Sobald dieser Theil des Götakanals fertig war, konnte über die Möglichkeit, die Schifffahrt bis zur Ostsee auszudehnen, kein Zweifel mehr seyn. Alsbald trat ein neuer Aktienverein zusammen, und der Enthusiasmus für das Unternehmen war so groß, daß Stockholm und Gothenburg allein binnen 24 Stunden über eine Million unterzeichneten. Das arme Schweden brachte die verhältnißmäßig enorme Summe von 3 Millionen Thaler durch freiwillige Subscription auf, und den Rest der Kosten übernahm die Regierung. Revolutionen und die Stürme des Kriegs konnten den Bau des großen Nationalwerks wohl auf kurze Dauer, nie aber auf längere Zeit unterbrechen. Endlich, nach dreißig Jahren, unter der Regierung des weisen Carl Johann, ist der Götakanal kürzlich vollendet worden. Ganz abgesehen von den politischen Vortheilen, die dieses Wunderwerk dem Reiche errungen, datirt sich damit für Schweden eine neue Epoche der öffentlichen Wohlfahrt. 9000 Barken und Seeschiffe benutzen den Kanal schon jetzt alle Jahre; inländischer Handel und Gewerbe haben sich verdoppelt und beide beleben sich mit jedem Jahre mehr. So sehr übersteigt der Erfolg alle vorhergegangene Berechnung, daß man das Bette des Göta für den Verkehr schon zu enge findet und das öftere Aneinanderfahren der Schiffe als einen großen Uebelstand beklagt. Die ganze Länge des Kanals, die Seen eingeschlossen, welche seine Strecken verbinden, ist ungefähr 40 deutsche Meilen.

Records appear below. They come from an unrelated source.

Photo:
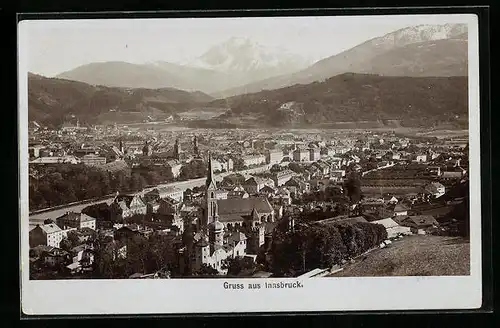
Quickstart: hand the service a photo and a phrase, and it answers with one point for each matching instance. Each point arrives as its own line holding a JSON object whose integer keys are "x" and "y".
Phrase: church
{"x": 229, "y": 227}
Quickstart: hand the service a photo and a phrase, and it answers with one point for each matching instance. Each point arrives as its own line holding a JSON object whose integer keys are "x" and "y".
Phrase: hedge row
{"x": 316, "y": 245}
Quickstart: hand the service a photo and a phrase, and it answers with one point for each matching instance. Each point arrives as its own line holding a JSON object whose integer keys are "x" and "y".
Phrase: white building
{"x": 274, "y": 156}
{"x": 435, "y": 188}
{"x": 254, "y": 160}
{"x": 47, "y": 234}
{"x": 301, "y": 155}
{"x": 314, "y": 154}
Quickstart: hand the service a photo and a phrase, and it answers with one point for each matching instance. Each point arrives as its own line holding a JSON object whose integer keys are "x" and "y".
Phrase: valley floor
{"x": 417, "y": 255}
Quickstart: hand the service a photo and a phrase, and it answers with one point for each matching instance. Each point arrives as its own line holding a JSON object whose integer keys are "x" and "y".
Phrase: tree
{"x": 236, "y": 265}
{"x": 296, "y": 168}
{"x": 353, "y": 187}
{"x": 205, "y": 269}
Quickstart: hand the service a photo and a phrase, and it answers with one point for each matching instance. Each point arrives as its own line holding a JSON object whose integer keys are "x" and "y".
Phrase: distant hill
{"x": 423, "y": 50}
{"x": 52, "y": 100}
{"x": 233, "y": 63}
{"x": 412, "y": 101}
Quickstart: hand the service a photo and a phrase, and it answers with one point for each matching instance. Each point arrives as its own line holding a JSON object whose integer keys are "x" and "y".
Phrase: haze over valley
{"x": 413, "y": 76}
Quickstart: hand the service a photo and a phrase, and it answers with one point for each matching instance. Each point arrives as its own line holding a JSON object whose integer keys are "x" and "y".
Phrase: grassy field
{"x": 418, "y": 255}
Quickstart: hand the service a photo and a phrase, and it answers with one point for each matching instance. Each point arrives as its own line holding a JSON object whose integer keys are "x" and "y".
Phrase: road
{"x": 38, "y": 218}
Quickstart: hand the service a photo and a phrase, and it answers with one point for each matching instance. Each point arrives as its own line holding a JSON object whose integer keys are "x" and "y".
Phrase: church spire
{"x": 210, "y": 175}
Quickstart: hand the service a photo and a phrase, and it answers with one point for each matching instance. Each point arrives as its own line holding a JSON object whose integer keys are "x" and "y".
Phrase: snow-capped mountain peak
{"x": 243, "y": 55}
{"x": 422, "y": 33}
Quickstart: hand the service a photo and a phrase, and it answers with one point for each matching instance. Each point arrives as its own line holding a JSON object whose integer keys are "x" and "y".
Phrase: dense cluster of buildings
{"x": 234, "y": 214}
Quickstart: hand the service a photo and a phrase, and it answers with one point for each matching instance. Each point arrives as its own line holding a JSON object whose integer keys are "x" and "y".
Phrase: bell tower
{"x": 177, "y": 149}
{"x": 195, "y": 146}
{"x": 211, "y": 210}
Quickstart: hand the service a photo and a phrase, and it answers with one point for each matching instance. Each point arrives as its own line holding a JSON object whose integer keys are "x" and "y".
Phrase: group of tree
{"x": 314, "y": 245}
{"x": 193, "y": 170}
{"x": 240, "y": 265}
{"x": 352, "y": 187}
{"x": 60, "y": 184}
{"x": 143, "y": 255}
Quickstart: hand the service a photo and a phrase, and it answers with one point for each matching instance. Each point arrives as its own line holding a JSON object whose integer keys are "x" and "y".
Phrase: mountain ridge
{"x": 355, "y": 59}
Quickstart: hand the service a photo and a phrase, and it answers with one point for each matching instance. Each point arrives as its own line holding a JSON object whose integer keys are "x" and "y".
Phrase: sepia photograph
{"x": 248, "y": 155}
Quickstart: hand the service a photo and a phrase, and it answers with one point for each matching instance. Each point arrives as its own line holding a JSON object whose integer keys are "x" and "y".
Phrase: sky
{"x": 55, "y": 46}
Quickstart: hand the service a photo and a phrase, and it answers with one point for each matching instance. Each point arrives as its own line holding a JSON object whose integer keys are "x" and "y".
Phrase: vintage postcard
{"x": 250, "y": 164}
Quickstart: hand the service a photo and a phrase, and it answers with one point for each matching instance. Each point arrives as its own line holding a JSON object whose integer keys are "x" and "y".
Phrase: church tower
{"x": 195, "y": 146}
{"x": 177, "y": 149}
{"x": 211, "y": 211}
{"x": 147, "y": 150}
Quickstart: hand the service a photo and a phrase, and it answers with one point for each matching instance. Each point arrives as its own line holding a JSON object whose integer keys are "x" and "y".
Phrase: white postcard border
{"x": 80, "y": 297}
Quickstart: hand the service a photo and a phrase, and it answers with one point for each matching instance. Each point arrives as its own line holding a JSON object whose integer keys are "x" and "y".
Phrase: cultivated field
{"x": 414, "y": 256}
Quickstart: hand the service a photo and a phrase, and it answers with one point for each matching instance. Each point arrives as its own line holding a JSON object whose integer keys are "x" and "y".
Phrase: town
{"x": 154, "y": 201}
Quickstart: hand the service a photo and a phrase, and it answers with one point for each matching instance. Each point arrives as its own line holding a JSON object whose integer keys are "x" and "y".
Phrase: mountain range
{"x": 53, "y": 101}
{"x": 354, "y": 98}
{"x": 240, "y": 65}
{"x": 348, "y": 97}
{"x": 237, "y": 61}
{"x": 424, "y": 50}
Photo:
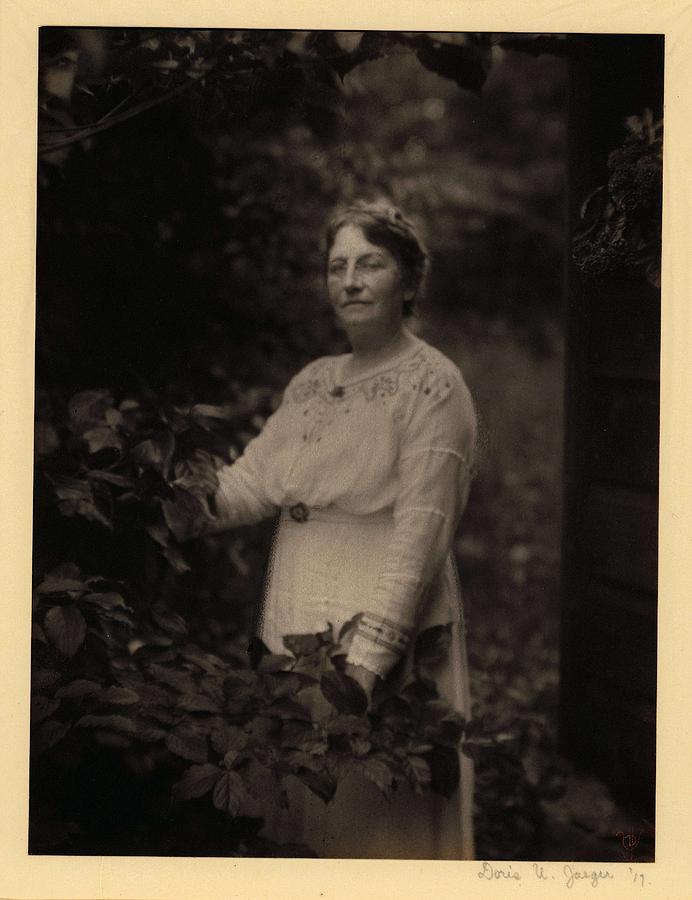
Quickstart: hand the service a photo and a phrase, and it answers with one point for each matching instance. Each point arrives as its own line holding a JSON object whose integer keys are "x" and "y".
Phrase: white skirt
{"x": 321, "y": 572}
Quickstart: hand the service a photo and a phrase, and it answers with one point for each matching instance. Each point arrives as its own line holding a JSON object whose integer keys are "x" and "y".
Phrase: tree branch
{"x": 104, "y": 125}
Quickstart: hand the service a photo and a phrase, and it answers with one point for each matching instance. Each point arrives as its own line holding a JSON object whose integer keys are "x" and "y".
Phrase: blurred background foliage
{"x": 184, "y": 177}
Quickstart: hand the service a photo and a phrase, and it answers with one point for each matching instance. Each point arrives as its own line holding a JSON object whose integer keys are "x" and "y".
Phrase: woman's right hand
{"x": 188, "y": 515}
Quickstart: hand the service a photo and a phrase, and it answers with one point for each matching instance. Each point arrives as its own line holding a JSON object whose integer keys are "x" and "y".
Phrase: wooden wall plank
{"x": 621, "y": 536}
{"x": 623, "y": 432}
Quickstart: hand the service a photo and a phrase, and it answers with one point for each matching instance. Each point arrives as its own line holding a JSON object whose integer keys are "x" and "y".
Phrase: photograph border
{"x": 149, "y": 877}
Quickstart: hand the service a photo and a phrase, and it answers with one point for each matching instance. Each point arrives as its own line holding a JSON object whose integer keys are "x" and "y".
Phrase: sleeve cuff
{"x": 377, "y": 644}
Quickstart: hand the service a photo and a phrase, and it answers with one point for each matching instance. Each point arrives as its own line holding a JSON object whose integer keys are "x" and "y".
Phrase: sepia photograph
{"x": 346, "y": 444}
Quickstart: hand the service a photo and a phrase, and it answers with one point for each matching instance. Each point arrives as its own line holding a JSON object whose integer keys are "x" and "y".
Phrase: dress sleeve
{"x": 241, "y": 498}
{"x": 434, "y": 469}
{"x": 244, "y": 494}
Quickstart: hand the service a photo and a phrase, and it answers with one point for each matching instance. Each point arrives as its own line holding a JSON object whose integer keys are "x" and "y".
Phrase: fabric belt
{"x": 302, "y": 513}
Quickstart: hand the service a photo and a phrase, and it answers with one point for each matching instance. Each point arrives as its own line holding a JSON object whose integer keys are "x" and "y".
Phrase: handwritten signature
{"x": 570, "y": 874}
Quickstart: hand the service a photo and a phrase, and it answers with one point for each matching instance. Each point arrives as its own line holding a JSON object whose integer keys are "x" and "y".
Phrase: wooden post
{"x": 608, "y": 636}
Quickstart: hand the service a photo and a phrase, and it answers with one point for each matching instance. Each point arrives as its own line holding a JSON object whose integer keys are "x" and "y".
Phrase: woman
{"x": 368, "y": 457}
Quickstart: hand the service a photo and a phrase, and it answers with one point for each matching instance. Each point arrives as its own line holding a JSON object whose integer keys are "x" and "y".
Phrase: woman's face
{"x": 364, "y": 282}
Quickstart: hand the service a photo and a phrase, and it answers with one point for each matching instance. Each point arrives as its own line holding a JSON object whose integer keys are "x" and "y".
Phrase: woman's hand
{"x": 365, "y": 678}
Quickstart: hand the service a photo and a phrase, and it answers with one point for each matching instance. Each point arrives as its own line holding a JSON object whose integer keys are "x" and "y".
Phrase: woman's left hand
{"x": 365, "y": 678}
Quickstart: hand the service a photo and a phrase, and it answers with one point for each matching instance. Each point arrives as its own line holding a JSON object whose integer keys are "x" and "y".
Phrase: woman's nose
{"x": 353, "y": 280}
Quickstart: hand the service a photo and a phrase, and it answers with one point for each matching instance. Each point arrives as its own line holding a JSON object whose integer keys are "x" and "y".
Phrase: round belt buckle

Bosheit und Intrigue brachten Polhem um den Ruhm, sein Werk zu vollenden; die spätere Ausführung geschah durch andere Hände und nicht nach seinem genialeren Plane. Polhem ist längst todt; Andere erndteten, wo er gesäet; aber einer jener Zufälle, die der Mensch so gerne mit Ehrfurcht betrachtet, hat es gewollt, daß gerade der Theil seiner Arbeit am Kanale noch seinen Namen trägt, welcher dauern wird, wenn alle Damme und Schleußen seiner [52] Nachfolger unter der Last der Jahrtausende in Staub zerbröckelt sind. Es ist nämlich ein aus dem Granitfelsen selbst gehöhltes Schleußenbett,[1] und kein Bau war geeigneter, der Nachwelt den Geistes-Typus des großen Baumeisters besser zu verrathen. Er verkündigt den Begründer des Götakanals als das Genie, welches, Herr über materielle Substanzen, ihnen die Formen gibt, welche sein Wille vorschreibt; als jener Halbgötter einen, die aus dem Herkulesringen mit der physischen Natur immer als Sieger hervorgehen. – Nicht immer so verständig wirkt der Zufall. Wie launisch oft, wie ungerecht auch verfügt er oft über die irdischen Zeichen der Unsterblichkeit! Die unnützen Mauern der Pyramiden z. B., Monumente der Thorheit und Tyrannei zugleich, stehen noch aufrecht und erregen Bewunderung; während die Bronzebildsäule des Lysyppus spurlos verschwunden ist im Schiffbruch der Zeiten.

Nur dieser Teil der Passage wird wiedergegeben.